1. Field of the Invention
The present invention generally relates to data processing systems such as central processing units (hereinafter, referred to CPUs), and more particularly to a general-purpose register group circuit used in the data processing systems.
2. Description of the Prior Art
Conventionally, data processing systems such as CPUs are equipped with a general-purpose register group circuit comprised of a plurality of groups of registers. The general-purpose register group circuit is used to hold data used for one or a plurality of data operations or address operations and the results of such operations. The general-purpose register group circuit is connected to a plurality of buses within the CPU.
FIG. 1 shows a prior art of a conventional general-purpose register group circuit, which includes four general-purpose register groups 10 through 13, each of the register groups having four four-bit registers. The register groups 10 through 13 are connected to internal buses 20, 21 and 22 (these reference numbers are omitted from FIG. 1 for the sake of convenience). The internal bus 20 has bus lines 20a, 20b, 20c and 20d, and the internal bus 21 has bus lines 21a, 2lb, 21c and 21d. Further, the internal bus 22 has bus lines 22a, 22b, 22c and 22d.

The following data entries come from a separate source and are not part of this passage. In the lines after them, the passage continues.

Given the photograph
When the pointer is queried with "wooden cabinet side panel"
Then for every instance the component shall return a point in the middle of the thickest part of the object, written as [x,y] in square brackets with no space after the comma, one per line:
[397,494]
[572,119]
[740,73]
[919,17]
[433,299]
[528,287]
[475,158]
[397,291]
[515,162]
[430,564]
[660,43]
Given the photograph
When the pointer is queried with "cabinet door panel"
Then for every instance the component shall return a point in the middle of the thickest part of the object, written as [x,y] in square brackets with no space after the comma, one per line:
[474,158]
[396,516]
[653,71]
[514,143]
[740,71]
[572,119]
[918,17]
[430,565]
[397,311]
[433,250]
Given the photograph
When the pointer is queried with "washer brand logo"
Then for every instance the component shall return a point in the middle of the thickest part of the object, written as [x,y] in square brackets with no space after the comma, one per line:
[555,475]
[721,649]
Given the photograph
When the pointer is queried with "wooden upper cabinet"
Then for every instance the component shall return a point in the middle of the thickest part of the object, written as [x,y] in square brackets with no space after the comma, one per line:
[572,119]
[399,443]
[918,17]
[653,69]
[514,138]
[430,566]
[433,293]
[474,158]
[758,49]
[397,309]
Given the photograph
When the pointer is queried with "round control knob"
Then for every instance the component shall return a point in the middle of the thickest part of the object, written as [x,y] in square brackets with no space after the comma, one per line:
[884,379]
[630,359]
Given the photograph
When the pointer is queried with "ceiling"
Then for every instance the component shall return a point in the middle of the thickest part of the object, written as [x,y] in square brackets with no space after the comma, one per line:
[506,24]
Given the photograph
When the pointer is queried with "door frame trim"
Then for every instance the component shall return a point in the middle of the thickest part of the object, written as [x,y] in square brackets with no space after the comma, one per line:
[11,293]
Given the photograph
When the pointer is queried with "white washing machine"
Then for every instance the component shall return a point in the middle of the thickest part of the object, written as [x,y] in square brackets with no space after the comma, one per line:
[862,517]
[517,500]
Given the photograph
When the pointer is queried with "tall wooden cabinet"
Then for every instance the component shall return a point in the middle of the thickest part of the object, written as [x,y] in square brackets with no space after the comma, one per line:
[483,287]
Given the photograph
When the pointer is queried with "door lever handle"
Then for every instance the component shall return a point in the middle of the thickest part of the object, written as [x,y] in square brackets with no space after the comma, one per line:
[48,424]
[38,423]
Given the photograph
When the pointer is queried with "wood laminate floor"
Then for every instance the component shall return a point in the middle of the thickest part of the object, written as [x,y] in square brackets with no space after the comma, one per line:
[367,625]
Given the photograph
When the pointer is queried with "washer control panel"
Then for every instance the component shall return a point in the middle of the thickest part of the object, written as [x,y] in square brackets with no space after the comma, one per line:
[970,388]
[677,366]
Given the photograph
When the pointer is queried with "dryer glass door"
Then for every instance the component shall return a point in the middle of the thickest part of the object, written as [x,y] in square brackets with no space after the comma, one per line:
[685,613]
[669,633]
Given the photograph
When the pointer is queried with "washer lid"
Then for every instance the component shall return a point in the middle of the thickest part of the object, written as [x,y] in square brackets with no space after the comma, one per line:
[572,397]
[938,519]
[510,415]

More particularly, data is supplied to the register groups 10-13 via the internal bus 20, and data from the register groups 10-13 are supplied to ether the internal bus 21 or 22. The data can be latched in each of the register groups 10-13 in response to respective register control signals. More particularly, these register control signals include register input control signals RdxLT.sub.-- P and RxLT.sub.-- N where X is the identification number of the register groups. For example, the register group 10 latches data supplied via the internal bus 20 in response to the register input control signals ROLT.sub.-- P and ROLT.sub.-- N. The data from the register groups 10-13 can be read therefrom for each register group in response to register output control signals. More particularly, these register output control signals include register output control signals RxB and RxC where x is the identification number of the register groups. For example, data is read from the register group 10 and output to the internal bus 21 or 22 in response to the register output control signals ROB and ROC.

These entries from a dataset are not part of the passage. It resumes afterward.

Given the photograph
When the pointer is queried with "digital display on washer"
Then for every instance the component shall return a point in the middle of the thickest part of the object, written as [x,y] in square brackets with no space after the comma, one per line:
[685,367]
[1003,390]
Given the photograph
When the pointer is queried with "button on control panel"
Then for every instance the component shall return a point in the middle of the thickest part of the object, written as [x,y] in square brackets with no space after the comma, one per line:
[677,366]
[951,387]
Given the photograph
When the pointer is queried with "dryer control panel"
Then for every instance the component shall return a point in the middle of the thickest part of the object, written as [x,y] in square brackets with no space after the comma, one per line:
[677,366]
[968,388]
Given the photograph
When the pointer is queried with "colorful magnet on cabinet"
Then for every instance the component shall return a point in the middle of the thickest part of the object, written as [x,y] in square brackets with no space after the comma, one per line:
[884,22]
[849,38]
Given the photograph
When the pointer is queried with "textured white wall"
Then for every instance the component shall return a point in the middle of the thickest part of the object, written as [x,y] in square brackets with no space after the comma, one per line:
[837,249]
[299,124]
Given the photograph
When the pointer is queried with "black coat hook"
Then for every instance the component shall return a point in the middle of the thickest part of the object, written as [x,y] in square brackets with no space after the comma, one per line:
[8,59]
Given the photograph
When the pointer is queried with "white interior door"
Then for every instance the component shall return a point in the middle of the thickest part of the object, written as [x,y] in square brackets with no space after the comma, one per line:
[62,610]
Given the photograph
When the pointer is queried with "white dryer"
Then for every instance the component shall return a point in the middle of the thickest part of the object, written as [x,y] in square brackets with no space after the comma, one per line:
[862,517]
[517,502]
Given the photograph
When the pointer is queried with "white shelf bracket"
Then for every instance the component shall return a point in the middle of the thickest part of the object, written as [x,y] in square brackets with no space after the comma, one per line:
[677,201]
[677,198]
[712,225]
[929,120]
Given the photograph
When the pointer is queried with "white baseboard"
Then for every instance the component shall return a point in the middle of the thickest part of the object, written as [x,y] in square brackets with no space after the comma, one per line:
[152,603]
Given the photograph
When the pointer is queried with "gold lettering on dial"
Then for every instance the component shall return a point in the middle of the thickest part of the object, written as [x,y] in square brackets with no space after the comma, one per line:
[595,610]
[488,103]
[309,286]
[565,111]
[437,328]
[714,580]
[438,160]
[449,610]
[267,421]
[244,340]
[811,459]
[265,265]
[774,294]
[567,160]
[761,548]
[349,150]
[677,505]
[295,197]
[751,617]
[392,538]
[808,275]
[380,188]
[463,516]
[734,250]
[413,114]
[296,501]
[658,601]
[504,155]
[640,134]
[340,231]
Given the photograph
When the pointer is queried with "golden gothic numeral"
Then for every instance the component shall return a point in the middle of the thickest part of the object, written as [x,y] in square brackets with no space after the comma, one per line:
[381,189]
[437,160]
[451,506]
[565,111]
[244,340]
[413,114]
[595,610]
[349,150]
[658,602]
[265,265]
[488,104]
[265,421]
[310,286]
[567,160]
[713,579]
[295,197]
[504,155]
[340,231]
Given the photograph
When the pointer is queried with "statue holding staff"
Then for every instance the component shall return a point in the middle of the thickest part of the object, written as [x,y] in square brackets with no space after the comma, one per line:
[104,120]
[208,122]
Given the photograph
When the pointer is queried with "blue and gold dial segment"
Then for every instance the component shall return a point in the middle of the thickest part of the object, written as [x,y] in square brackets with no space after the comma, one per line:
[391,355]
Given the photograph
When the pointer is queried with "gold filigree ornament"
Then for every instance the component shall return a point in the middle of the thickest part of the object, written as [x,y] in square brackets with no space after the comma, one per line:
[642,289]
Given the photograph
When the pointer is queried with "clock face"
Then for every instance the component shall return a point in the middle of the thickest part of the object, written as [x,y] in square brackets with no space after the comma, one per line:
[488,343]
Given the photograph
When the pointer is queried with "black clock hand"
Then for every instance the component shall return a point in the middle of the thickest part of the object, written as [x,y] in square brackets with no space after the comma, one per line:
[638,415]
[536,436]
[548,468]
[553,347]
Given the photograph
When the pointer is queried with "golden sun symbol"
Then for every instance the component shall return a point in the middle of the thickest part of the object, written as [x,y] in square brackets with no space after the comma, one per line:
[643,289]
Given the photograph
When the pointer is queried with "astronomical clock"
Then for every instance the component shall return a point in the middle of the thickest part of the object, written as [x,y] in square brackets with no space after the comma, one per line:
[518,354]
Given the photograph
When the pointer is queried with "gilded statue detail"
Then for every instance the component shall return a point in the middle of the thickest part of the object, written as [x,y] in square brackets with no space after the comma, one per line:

FIGS. 2 and 3 are block diagrams of a one-bit circuit of each register provided in each of the register groups 10-13 (hereinafter such as circuit is referred to as a unit register). The symbols CK.sub.-- P, CK.sub.-- N, D, RB, RC, BOUT and COUT shown in FIG. 1 correspond to corresponding terminals shown in FIGS. 2 and 3. The unit register shown in FIG. 2 is comprised of a latch unit 30 and an output unit 40. Similarly, the unit register shown in FIG. 3 is comprised of the same latch unit 30 and an output unit 50. That is, the structure of the output unit 40 shown in FIG. 2 differs from that of the output unit 50 shown in FIG. 3.
More particularly, the output unit 40 of the unit register shown in FIG. 2 includes inverters 41 and transmission gates 42. In order to control the transmission gates 42, the output unit 40 needs, for one internal bus, for example, the internal bus 21, the register output control signals RxLT.sub.-- P and RxLT.sub.-- N respectively applied to the terminals RB.sub.-- P and RB.sub.-- N as well as the register output control signals RxB, and RxC respectively applied to the terminals RC.sub.-- P and RC.sub.-- N.
The output unit 50 of the unit register shown in FIG. 3 includes two-input NAND gates 51 and two tri-state gates 52. In order to control the tri-state gates 52, the output unit 50 needs, for one internal bus, for example, the internal bus 21, the register output control signals RB and RC. Regarding the register output control signals, the circuit configuration shown in FIG. 3 is advantageous over that shown in FIG. 2 because the number of control signals necessary for the circuit configuration shown in FIG. 3 is less than that used in the circuit configuration shown in FIG. 2. One inverter 41 and one transmission gate 42 shown in FIG. 2 needs four transistors, while one NAND gate 51 and one tri-state gate 52 needs seven transistors. In this regard, the circuit configuration shown in FIG. 3 is advantageous over that shown in FIG. 2.
In common with the circuits shown in FIGS. 2 and 3, each unit register directly sends data to the internal bus 21 or 22, to which a number of unit registers are connected. Hence, each internal bus has a heavy load. With the above in mind, each unit register is designed to have transistors of a large size to drive the internal bus having a heavy load. However, the larger the number of unit registers, the greater the chip area occupied by the general-purpose register group circuit.
In the unit register shown in FIG. 3, it is possible to perform the data read and write operations within the same machine cycle. Referring to FIG. 4, when the control signal RxLT.sub.-- P supplied to the terminal CK.sub.-- P is switched to the high level (H), and the register output control signal RB is switched to the high level, data from the internal bus 20 can be latched and data can be sent to the internal bus 21 within the same machine cycle. However, in this case, the data passes through a path indicated by the thick solid line shown in FIG. 4. Hence, as shown in FIG. 5, the data is output to the internal bus 21 with a time delay of A.